The script was an adaptation of a short story by the same name by Can Themba, Thothobi Mutloatse and Barney Simon. Dan Rubin’s short bio of Can Themba captured some of the magic of being a Drum Boy, one of the young, intellectual, black writers for the paper of the same name in Johannesburg, whose writers became heroes as they wrote about apartheid. The Suit is Can Themba’s most famous story.
Enormous care was taken with this staging. Set pieces were few, but great attention went into precisely what they were, how they were used and how they were lit. Several seemingly random costume racks became windows, doors, suggestions of walls, and of course, a home for the omnipresent suit. A rug defined the performance space. A set of brightly colored wooden chairs and small table completed the mix.
The cast includes three actors (Jordan Barbour, Ivanno Jeremiah and Nonhlanhla Kheswa) balanced by three musicians. The leading male Ivanno Jeremiah is lean and angular with impossibly long legs. He plays Philemon, the perfect husband and attorney. Nonhianhla Kheswa plays Matilda, Philemon’s wife. Her lush, honey toned voice will wrap around you, luxurious as a fine fur Jordan Barbour plays Philemon’s friend Maphikela. Warmer than Philemon and rounded instead of angular, he’s the perfect foil. Within the first five minutes, the cast and musicians win the trust of the audience to take them on this play’s very unlikely journey.

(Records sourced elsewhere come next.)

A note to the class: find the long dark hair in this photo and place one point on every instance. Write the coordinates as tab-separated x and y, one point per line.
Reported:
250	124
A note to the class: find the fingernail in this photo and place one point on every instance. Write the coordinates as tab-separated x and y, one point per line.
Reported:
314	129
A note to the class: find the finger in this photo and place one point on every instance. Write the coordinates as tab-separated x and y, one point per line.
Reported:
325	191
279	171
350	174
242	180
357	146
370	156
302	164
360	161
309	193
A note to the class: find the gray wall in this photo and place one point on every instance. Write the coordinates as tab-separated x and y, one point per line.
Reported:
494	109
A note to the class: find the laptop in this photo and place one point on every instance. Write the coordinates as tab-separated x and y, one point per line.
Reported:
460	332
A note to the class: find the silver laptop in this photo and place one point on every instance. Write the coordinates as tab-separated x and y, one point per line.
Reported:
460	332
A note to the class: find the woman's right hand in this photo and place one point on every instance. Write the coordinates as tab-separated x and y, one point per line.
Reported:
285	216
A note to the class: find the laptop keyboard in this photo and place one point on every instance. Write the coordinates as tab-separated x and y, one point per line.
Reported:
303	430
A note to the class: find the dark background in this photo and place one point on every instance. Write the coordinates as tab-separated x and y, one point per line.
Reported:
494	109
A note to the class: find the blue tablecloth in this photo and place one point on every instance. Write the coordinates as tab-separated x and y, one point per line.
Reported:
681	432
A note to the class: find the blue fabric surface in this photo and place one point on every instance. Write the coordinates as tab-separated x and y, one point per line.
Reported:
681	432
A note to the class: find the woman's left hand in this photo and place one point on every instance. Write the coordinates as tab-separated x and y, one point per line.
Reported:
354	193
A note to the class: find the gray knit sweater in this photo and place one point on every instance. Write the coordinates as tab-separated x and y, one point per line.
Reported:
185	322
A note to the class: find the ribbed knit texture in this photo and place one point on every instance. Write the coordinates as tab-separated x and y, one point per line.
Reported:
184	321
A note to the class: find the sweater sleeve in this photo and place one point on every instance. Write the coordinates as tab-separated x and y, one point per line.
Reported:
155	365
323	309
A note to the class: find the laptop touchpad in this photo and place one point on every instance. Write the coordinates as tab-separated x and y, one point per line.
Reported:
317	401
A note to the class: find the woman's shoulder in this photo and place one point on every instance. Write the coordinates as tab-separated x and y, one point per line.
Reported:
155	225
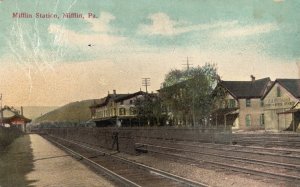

“The Suit” feels incomplete, as if parts of Philamon still have to be released. He is so opaque, so self-controlled, that you know as much about him at the end of the play as you did in the beginning. This opacity is a strength as much as a weakness. This observation isn’t so much a criticism because remedying it in any substantive way would destroy the work; the incompleteness creates a tension, as you try to find who he really is.
While the play runs through May 18th, some nights look particularly intriguing. For example, following the May 2nd performance is a discussion about the behaviors of the characters, led by Mason Turner, MD, chief of psychiatry at the SF Kaiser. Other events can be found on the ACT web page.
ACT Artistic Director Carey Perloff writes that The Suit is magical in the most elemental and purely theatrical way. As she is about most things, her observation is spot on. This play will take you places. It’s well worth trying to take in.